This is the wonderful, gossamer-swept vision of nonbinary Philadelphia artist and curator of the fantastic, Malachi Lily (who goes by Malachi). Their upcoming event, “Garden of Earthly Delights,” promises to spring to life with the same entropic vigor as their drawings and collages.

“In my visual art, I create loose ink or pencil drawings and cut paper pieces of creatures with bodies reminiscent to what’s familiar but otherwise imagined,” Malachi said. “Bodies that are liminal between shape, like my own, between human and animal or physical and etheric. I try to capture these imaginative forms in other aesthetic projects such as stylizing shoots.”

Malachi’s social media teems with depictions of distended bodies in settings reminiscent of a post-apocalyptic “Zelda” — not quite nightmarish but far from a dream, residing in the space of human consciousness reserved for deciphering the otherworldly.

For Malachi, this fantasy is a lived experience.

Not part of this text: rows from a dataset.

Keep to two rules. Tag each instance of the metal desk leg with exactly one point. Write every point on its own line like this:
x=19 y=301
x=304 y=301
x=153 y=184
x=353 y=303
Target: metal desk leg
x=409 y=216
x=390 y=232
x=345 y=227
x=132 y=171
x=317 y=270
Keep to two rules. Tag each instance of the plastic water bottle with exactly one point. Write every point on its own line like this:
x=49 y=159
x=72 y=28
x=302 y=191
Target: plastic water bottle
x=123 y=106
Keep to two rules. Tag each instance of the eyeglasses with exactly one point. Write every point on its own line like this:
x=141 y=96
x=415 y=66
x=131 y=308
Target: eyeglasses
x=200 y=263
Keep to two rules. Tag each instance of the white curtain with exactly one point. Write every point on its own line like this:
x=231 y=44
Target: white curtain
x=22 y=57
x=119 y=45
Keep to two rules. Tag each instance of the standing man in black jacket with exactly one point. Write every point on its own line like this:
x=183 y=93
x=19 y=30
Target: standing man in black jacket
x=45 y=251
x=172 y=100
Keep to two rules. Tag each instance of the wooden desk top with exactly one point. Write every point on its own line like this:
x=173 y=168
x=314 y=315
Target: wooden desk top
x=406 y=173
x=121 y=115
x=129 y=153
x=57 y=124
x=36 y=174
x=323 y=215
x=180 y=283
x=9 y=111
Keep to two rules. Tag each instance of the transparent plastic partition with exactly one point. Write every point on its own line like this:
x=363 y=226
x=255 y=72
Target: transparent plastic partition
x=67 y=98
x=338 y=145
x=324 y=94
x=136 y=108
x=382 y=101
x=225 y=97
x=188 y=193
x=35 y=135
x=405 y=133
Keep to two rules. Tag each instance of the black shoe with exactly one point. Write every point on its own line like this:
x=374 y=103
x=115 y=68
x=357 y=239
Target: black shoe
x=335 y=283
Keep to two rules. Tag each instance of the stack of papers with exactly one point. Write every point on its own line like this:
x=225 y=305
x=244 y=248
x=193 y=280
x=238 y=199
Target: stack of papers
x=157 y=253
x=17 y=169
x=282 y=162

Their ventures into styling and photography show subjects — and often themself  — adorned like fashionable fairy-cyborg hybrids. The fantastic ephemera of Malachi’s work belies the enveloping politic strata the work possesses.

“My abilities are soaked in imagination, cultivating joy and beauty, the exaltation of others and spiritual counsel. Fear has the same amount of creative force as love or desire. I choose to not live in fear or cultivate fear. I create beauty and joy with my work. I choose to release fear and replace it with self-love wherever I can.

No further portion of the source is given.